When the driver hesitated as though to stick with his vehicle, Big C said, “Hey, bro. It gonna take all three ya’all to help us move that big fuckin’ rock.”

“Dude, you the Green Hulk. You big ’nuff to pick up that rock you own self.”

Big C laughed. “I promise my dear mammy I don’t be showin’ off.”

The three fell in step with C and they headed for the boulder.

“You play for Forty-Niners or what, bro?” the driver asked.

“Dude, my game’s cricket.”

“Say what? You some kind of big pussy?”

Big C chuckled. At the same time, using the chuckle as diversion, he took a quick side step to grab the SAW gunner by the raised neck rib of his battle rattle vest. He yanked back violently and slammed the guy to the ground while relieving him of his weapon. He sprang back and thumbed the SAW’s Safe lever to
Fire
. The Green Shirts gaped at him.

“Some a us pussies play rough,” Big C gibed.

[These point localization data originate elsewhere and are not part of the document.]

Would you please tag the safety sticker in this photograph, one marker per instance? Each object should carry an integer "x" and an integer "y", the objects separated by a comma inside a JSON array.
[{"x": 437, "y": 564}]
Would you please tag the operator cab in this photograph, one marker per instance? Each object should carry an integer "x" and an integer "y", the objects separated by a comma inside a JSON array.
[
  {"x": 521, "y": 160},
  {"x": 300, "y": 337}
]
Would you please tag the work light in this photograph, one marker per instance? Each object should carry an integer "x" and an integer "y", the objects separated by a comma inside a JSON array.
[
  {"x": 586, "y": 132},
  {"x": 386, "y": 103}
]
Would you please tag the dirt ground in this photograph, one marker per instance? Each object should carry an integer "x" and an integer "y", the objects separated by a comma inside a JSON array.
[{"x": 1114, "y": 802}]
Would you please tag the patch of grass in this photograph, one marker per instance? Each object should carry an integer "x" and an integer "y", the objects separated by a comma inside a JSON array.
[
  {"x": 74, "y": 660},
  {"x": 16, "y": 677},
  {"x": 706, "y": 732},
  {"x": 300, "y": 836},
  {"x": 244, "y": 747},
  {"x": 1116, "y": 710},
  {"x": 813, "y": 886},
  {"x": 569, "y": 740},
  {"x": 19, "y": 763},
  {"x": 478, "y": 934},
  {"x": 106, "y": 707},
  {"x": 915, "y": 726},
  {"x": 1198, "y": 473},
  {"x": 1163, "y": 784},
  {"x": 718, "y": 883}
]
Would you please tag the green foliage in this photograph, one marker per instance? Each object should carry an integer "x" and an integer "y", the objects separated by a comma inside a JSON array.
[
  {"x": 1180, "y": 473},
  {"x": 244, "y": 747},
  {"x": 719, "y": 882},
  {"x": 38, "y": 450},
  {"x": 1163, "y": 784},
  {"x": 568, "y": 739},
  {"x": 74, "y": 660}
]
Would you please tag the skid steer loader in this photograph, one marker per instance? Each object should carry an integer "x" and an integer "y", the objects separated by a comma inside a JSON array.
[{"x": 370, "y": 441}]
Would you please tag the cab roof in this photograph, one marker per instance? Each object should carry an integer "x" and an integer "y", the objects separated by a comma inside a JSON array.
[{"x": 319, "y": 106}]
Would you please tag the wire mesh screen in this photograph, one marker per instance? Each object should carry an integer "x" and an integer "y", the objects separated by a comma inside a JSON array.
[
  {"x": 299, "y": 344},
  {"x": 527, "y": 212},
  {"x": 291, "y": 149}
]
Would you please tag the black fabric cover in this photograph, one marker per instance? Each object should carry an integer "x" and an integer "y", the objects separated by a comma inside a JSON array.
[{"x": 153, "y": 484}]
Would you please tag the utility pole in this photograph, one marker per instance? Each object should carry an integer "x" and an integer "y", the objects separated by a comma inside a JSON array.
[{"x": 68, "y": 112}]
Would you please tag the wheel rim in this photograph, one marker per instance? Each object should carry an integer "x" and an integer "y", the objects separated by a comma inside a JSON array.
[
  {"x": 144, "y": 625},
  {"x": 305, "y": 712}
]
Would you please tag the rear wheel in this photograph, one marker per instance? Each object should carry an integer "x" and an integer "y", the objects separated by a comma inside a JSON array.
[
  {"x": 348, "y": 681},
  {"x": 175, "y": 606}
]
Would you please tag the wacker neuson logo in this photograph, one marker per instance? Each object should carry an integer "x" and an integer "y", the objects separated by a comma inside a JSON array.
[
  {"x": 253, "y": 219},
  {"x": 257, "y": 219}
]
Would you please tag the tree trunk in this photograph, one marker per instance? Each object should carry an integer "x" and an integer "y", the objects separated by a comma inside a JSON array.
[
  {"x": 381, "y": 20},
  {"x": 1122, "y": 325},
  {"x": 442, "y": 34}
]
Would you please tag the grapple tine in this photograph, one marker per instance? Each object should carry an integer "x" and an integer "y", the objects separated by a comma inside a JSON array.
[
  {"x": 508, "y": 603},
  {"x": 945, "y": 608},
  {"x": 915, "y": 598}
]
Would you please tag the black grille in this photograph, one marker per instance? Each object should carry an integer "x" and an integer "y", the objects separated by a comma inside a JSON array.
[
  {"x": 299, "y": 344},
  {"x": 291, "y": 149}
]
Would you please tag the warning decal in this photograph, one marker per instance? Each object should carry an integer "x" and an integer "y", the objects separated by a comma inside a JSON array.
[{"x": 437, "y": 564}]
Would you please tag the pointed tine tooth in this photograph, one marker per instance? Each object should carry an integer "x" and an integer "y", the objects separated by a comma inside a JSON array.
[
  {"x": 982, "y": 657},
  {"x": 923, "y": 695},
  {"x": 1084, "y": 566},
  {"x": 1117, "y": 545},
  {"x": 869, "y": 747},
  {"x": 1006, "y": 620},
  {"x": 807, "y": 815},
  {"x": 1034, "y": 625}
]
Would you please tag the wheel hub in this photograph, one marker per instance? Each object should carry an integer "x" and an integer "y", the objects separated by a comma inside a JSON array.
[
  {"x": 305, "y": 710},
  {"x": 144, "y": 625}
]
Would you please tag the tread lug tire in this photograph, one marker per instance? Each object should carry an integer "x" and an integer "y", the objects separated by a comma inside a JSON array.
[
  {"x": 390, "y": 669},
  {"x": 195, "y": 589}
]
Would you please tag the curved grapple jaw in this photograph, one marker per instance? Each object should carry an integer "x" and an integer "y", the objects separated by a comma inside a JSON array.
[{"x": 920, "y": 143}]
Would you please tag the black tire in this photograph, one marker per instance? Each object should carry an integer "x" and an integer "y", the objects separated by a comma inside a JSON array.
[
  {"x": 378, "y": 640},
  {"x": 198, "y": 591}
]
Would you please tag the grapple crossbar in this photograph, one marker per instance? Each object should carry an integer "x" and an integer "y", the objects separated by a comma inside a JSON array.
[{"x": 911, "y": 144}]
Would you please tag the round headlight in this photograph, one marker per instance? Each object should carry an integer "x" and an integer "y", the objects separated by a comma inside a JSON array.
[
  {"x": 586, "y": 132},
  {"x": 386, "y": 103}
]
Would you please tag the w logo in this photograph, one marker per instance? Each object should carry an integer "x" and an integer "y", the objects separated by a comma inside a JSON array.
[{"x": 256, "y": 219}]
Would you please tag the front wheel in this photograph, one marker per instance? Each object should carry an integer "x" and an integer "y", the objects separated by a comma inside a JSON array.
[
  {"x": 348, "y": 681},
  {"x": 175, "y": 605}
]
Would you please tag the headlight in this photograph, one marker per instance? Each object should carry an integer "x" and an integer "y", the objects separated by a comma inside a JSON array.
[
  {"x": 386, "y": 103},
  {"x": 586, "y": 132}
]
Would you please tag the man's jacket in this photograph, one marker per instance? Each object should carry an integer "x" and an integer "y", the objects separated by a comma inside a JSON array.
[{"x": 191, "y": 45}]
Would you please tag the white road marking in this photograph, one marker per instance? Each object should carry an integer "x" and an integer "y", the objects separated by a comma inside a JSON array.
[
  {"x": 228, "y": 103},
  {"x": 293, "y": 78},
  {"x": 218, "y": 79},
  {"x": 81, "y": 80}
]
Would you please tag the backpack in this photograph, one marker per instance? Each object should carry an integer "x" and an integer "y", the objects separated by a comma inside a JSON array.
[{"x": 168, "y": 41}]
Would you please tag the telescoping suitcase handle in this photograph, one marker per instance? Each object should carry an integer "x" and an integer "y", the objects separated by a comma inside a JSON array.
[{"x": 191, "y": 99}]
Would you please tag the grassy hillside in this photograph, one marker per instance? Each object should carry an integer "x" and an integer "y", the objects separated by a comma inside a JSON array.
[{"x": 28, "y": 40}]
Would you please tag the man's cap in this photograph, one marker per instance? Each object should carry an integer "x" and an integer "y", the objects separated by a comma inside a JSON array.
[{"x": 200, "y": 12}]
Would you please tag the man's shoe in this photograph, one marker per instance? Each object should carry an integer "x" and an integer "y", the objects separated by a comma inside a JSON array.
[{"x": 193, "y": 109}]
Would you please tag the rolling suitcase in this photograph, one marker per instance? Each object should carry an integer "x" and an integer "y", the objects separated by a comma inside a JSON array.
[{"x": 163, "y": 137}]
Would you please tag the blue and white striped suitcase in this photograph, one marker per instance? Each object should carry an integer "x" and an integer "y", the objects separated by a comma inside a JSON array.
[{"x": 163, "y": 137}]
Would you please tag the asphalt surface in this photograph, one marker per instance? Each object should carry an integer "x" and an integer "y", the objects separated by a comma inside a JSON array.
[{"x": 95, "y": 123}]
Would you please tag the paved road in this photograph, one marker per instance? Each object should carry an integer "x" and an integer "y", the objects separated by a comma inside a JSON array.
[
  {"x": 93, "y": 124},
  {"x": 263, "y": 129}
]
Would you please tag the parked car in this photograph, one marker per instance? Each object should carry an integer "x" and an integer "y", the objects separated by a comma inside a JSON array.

The three prisoners were soon stripped, bound, gagged and stowed with the other captives in the woods. The commandeered Humvee was a valuable added asset. Big C assigned Bias, Turner and two of the Colorado fighters to man the armored truck. He huddled with his small band to amend their plans.

“Bias, follow the buses to the gate but stay back out of sight. We going on through the gate. Give us five minutes to roll in the tunnel under the hospital. Then you come up
on foot
, else Campione might open up on ya’all with the .50-cal. Take out the gate and disable the power shack to cut electric to the fence so Fullbright and his bunch can get in. Us on the buses will break out Lieutenant Ross and as many others we got time for. You cover us again with the hummer while we pick up the men from our other two elements. All vehicles rendezvous back here at the rock where we get on the highway and haul back across Wolf Creek Pass. Take out anybody that get in the way. We have one hour from when shooting starts to get across the pass before Apaches come on us like flies. Got any questions, better ask ’em now. This thing is going down fast and furious.”

“What happens if the Trojan Horse don’t work and they smell a rat?” Bias asked.